Dermatology · Dermatological Emergencies (SJS/TEN, DRESS, Erythroderma, Acute Pemphigus)

A 55-year-old patient develops erythroderma (>90% BSA erythema and scaling) over 6 weeks. He has pruritus, edema of legs, nail dystrophy, and a new lymphadenopathy. A skin biopsy is taken. Which histopathological feature would most strongly suggest mycosis fungoides as the underlying cause rather than psoriasis?

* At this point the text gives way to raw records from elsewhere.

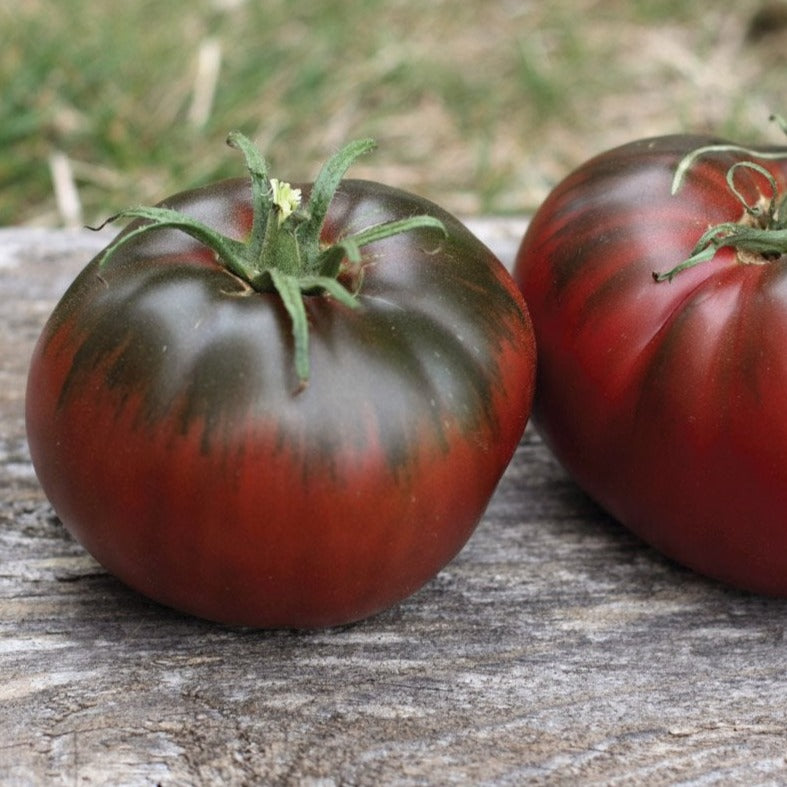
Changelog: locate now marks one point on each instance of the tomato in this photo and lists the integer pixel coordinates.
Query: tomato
(665, 398)
(208, 455)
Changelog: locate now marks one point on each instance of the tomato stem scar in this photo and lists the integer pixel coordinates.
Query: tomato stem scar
(283, 253)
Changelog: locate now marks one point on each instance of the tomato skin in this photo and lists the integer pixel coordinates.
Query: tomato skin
(664, 400)
(166, 428)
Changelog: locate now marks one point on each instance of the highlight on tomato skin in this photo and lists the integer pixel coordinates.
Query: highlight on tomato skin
(268, 446)
(655, 278)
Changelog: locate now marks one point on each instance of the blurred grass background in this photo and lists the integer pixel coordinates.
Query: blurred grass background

  • A Acanthosis and elongated rete ridges
  • B Pautrier microabscesses in the epidermis
  • C Munro microabscesses in the stratum corneum
  • D Spongiosis with eosinophilic infiltrate
Correct answer: B. Pautrier microabscesses in the epidermis

Explanation

Pautrier microabscesses — collections of atypical T lymphocytes within the epidermis — are the hallmark histopathological finding of mycosis fungoides (cutaneous T-cell lymphoma). They are not seen in psoriasis. Munro microabscesses (neutrophils in stratum corneum) are characteristic of psoriasis. Acanthosis with elongated rete ridges also favours psoriasis. Erythrodermic MF (Sézary syndrome variant) requires histological and immunophenotypic confirmation to distinguish from other causes of erythroderma.

Reference: Neena Khanna Illustrated Synopsis of Dermatology & STD, 6th ed.